Single by Craig Morgan

from the album My Kind of Livin'
- Released: November 1, 2004
- Genre: Country
- Length: 3:21
- Label: Broken Bow
- Songwriters: Adam Dorsey, Mark Narmore
- Producers: Craig Morgan, Phil O'Donnell

Craig Morgan singles chronology
| "Look at Us" (2004) | "That's What I Love About Sunday" (2004) | "Redneck Yacht Club" (2005) |

= That's What I Love About Sunday =

"That's What I Love About Sunday" is a song written by Adam Dorsey and Mark Narmore, and recorded by American country music artist Craig Morgan. It was released in November 2004 as the first single from his album My Kind of Livin'. In early 2005, it became his only number one single, spending four weeks atop the Billboard U.S. Hot Country Singles & Tracks chart. In addition, it was the first number one for any artist on the Broken Bow label, and was declared the number-one song of 2005 according to Billboard.

==Background==
"That's What I Love About Sunday" was the first independently distributed single to top the country chart since 2000. The song was also the first independently distributed single to notch a second week at number one since 1977 when the Kendalls spent four weeks at the top with "Heaven's Just a Sin Away".

Morgan told Billboard, "What the fans say and what we hear is that I make a big deal out of the little things in life. And that is who I am. It's those little things in life that are important to me. Simple things like the smell of fresh cut grass. That what 'Sunday' was about."

Mark Narmore and Adam Dorsey (who happens to be a Baptist minister versus traditional songwriter) wrote the song while meeting at a Chinese restaurant. In an interview with Country Weekly magazine, Narmore said that many of the people mentioned in the song are based on real-life family and friends: "My mother's name is Betty...and the kid that broke the window is based on something that happened when I was about 10 years old." Dorsey adds, "Our best friends at church are the Martins, though they don't have a "mean freckle-faced kid" as mentioned in the song.

==Content==
A mid-tempo ballad, "That's What I Love About Sunday" is an ode to typical southern Sunday activities, such as attending church services, fishing, playing a back yard game of football, eating a traditional Sunday dinner, and relaxing with family.

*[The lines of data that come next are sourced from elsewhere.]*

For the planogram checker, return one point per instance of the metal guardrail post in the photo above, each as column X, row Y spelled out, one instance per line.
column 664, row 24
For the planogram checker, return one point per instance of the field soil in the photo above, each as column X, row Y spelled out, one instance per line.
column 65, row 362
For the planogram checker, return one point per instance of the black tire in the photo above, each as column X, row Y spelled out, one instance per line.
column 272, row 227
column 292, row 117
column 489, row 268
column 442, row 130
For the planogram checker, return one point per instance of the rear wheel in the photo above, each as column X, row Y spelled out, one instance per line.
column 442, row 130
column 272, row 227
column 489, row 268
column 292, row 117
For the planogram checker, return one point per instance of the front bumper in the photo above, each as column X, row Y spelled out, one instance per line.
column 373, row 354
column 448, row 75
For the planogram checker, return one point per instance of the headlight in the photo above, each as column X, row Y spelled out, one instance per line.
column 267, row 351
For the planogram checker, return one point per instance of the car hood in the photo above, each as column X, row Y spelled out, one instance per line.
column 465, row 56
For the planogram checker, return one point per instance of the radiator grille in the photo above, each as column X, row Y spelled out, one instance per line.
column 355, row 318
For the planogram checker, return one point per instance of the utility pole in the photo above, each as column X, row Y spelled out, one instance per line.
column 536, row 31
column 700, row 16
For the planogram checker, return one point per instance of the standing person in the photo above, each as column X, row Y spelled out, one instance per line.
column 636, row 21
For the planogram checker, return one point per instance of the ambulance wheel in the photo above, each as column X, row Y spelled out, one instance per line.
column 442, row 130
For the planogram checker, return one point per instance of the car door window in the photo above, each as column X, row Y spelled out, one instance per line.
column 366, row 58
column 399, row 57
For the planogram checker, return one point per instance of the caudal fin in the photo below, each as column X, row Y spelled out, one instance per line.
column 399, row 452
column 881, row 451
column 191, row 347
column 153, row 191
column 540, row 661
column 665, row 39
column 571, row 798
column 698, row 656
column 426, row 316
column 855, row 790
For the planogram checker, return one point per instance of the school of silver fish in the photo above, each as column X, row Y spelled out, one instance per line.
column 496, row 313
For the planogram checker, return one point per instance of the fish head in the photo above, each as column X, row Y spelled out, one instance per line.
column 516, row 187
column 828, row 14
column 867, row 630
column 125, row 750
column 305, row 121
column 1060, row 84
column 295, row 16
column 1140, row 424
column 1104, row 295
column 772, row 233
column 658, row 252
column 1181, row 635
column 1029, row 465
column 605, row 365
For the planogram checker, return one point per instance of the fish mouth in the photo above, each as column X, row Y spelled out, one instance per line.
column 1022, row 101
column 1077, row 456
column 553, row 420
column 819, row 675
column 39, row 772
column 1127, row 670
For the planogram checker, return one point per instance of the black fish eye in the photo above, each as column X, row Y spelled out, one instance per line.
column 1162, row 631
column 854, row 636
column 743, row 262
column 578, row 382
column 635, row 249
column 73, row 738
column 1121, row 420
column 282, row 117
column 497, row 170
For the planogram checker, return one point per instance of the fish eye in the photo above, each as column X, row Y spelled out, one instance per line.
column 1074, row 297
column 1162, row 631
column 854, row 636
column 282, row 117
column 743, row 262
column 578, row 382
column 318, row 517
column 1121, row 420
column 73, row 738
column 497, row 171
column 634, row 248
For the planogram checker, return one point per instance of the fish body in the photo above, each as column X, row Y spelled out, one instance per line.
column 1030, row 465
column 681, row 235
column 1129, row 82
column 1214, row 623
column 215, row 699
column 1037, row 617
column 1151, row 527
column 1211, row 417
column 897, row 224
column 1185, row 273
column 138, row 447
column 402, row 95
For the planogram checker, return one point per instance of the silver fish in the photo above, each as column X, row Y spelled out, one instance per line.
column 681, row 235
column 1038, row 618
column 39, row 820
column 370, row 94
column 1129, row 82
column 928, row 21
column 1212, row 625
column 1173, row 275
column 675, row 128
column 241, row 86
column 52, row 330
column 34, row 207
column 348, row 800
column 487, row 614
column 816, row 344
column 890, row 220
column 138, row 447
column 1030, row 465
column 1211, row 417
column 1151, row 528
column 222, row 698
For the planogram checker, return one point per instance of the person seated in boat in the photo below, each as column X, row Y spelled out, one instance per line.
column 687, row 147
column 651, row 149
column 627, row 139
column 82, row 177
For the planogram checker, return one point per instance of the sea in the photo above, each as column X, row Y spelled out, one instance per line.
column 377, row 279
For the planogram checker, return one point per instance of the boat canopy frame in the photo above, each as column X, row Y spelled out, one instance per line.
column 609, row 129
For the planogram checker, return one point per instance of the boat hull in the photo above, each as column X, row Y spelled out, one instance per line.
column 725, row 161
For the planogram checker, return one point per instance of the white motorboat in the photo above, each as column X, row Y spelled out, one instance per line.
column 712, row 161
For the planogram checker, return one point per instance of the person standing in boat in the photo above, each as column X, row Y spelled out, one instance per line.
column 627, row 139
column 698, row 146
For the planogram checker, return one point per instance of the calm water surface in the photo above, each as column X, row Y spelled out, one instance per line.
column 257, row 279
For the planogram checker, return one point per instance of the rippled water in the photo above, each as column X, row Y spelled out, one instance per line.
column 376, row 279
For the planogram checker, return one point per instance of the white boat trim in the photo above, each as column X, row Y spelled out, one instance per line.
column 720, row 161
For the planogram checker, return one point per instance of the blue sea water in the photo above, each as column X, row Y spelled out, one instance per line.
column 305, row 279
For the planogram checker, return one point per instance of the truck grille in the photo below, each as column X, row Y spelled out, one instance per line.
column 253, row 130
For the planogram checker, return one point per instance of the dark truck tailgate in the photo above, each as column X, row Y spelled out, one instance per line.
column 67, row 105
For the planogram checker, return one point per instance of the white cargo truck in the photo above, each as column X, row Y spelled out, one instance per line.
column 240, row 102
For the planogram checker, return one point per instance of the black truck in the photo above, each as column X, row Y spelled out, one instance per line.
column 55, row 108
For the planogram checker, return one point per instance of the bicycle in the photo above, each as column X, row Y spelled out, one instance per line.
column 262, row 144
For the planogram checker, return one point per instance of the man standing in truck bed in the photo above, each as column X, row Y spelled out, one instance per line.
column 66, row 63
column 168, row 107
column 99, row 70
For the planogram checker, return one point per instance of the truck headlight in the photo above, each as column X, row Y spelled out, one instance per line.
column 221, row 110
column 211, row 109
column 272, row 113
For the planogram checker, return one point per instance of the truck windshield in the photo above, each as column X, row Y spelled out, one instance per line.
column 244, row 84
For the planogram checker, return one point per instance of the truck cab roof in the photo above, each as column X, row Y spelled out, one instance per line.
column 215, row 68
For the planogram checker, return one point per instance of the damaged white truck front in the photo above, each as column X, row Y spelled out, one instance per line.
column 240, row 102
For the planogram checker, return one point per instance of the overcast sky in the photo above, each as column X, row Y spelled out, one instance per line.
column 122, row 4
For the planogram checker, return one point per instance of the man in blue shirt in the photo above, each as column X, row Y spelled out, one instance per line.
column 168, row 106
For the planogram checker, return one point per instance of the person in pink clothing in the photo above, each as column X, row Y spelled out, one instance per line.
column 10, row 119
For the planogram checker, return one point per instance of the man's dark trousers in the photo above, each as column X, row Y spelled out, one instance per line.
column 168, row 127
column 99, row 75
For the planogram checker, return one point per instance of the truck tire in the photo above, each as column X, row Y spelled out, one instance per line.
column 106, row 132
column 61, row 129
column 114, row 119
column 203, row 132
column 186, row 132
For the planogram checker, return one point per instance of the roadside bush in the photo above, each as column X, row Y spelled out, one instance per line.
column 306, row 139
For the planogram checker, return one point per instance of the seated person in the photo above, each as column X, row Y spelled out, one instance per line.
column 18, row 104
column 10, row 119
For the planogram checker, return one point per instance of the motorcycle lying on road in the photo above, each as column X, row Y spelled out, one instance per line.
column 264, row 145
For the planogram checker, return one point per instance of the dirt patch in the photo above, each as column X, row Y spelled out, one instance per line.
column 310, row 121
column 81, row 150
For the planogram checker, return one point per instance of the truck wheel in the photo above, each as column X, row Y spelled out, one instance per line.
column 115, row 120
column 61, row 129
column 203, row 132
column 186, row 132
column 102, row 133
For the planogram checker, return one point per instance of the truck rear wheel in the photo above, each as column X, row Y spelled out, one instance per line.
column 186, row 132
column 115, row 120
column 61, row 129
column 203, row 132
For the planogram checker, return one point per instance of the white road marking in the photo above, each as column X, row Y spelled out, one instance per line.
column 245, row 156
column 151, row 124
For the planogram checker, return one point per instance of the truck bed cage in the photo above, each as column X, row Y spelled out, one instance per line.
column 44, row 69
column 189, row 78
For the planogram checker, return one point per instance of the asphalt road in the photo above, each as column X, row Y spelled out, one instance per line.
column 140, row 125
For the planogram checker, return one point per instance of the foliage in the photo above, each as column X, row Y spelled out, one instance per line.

Morgan re-recorded the song in 2013 for his greatest hits album The Journey (Livin' Hits) and again in 2023 with Rascal Flatts frontman Gary LeVox.

==Music video==
The music video was directed by Shaun Silva and premiered in November 2004. It shows Morgan performing the song in an outdoor field, and various church-goers setting up for a service at the same field, covered with pews. Several face shots of each of the members are also seen, as well as Morgan also singing while playing guitar while seated in one of the pews of the outdoor church.

==Chart performance==

| Chart (2004–2005) | Peak position |
|---|---|
| Canada Country (Radio & Records) | 5 |
| US Billboard Hot 100 | 51 |
| US Hot Country Songs (Billboard) | 1 |

===Year-end charts===

| Chart (2005) | Position |
|---|---|
| US Country Songs (Billboard) | 1 |

== Certifications ==

| Region | Certification | Certified units/sales |
| United States (RIAA) | Gold | 500,000^{‡} |
^{‡} Sales+streaming figures based on certification alone.